Eu preciso dizer que assistir “Furiosa” mexeu com uma parte de mim muito profunda, que é a raiva. Sempre foi ensinado para as mulheres - e as produções cinematográficas reforçavam muito isso - que não temos direito à fúria. E comigo não foi diferente. Só no final dos anos 1990 que essa representação passou a ser presente na sétima arte, mas ainda bem caricaturada. Isso porque a raiva feminina era apresentada ao público através de diretores homens. E basicamente, é apenas uma cópia da raiva masculina, repleta de violência e gritos.
Não digo que não tenhamos nossos momentos de gritos. Estamos à mercê do que nos impõem. Mas eu sei e você sabe que a raiva feminina é muito mais calculista e friamente medida. Nós não explodimos como bárbaros de Dungeons & Dragons: nós planejamos e executamos vingança, quando necessário. E é isto que "Furiosa" nos traz.
A protagonista é retirada do seio da família e de sua mãe, passa por uma série de violências, é vendida e come o pão que o diabo amassou. Ela tem anos para calcular sua vingança contra todos que lhe fizeram mal. E a cada momento em que ela mal fala - são apenas 30 falas ao longo do filme -, você sabe que ela está ardendo em fúria.
A própria Anya Taylor-Joy, que interpreta Furiosa, disse em entrevista que lutou para incluir a verdadeira raiva feminina no filme - inclusive, dirigido por um homem. E esta veia interpretativa traz uma dramaticidade ainda maior para a saga. Tanto que, no final, não importa tanto o processo de execução da vingança. As 2 horas e 30 minutos de filme passam voando!
O filme não é perfeito: tem algumas incongruências narrativas, como o fato de Furiosa deixar o cabelo crescer quase como quisesse ser descoberta. Por que não deixou o cabelo curto, como já estava antes?

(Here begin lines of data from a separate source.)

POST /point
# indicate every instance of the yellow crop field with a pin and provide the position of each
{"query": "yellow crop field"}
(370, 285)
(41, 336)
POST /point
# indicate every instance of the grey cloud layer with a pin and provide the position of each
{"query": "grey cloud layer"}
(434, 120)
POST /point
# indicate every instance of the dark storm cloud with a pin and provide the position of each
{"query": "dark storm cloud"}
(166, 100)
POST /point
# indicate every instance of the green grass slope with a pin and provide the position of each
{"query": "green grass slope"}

E como ela o corta duas vezes, parece um exagero do uso daquele recurso simbólico usado em várias produções asiáticas: cortar o cabelo é o marco de uma mudança significativa na vida de uma mulher. Mas isso não é nada comparado à linearidade da obra.
Chris Hemsworth também é um ponto alto da história: não lembro de um vilão de um blockbuster recente tão carismático e complexo! O ursinho que ele usa, preso a correntes, me deu agonia pelos motivos errados e só depois entendi o significado de sua própria perda.

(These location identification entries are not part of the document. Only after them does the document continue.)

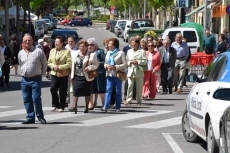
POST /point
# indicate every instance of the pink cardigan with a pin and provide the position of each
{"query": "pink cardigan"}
(156, 60)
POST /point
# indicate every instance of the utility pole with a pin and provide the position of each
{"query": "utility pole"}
(88, 7)
(205, 15)
(144, 9)
(7, 22)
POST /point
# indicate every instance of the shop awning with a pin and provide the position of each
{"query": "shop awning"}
(195, 10)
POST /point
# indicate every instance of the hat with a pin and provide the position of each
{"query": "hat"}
(40, 41)
(92, 41)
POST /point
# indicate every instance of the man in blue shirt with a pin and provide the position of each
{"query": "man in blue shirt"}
(180, 65)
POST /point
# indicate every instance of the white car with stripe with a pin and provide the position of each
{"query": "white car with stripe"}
(204, 108)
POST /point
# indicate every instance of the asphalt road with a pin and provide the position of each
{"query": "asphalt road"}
(154, 126)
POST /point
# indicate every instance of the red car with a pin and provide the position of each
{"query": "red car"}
(65, 22)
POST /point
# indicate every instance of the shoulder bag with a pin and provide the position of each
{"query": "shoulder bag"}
(92, 73)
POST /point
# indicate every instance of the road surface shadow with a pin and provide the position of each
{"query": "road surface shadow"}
(16, 128)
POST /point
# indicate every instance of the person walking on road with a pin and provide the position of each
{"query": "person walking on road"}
(60, 64)
(4, 79)
(33, 65)
(180, 65)
(209, 42)
(168, 58)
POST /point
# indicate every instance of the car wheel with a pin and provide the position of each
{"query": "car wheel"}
(212, 146)
(222, 141)
(189, 135)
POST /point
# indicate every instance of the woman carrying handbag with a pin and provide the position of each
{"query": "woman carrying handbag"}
(84, 70)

As falas também são profundas, shakespearianamente elaboradas, com camadas tão complexas que ainda preciso assistir uma outra vez para acessar. E apesar de ser um filme repleto de ação, não se torna cansativo.

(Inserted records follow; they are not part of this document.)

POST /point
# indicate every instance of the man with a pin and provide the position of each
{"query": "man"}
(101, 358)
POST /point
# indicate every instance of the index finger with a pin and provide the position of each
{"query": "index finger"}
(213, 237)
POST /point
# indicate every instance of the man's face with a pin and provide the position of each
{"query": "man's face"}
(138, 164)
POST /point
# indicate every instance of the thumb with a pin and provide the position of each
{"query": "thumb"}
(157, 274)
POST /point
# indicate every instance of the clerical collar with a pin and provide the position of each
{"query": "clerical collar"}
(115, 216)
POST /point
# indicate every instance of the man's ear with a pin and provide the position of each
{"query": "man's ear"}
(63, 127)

Vale ressaltar que há uma cena que vai arrancar suspiros dos fãs mais antigos da saga. E o final... É tão esperançoso quanto triste porque sabemos onde tudo vai parar.
Em suma, é um dos melhores filmes de grande orçamento que vi nos últimos tempos. E espero que possamos ver mais produções que explorem o que, para mim, é a verdadeira raiva feminina.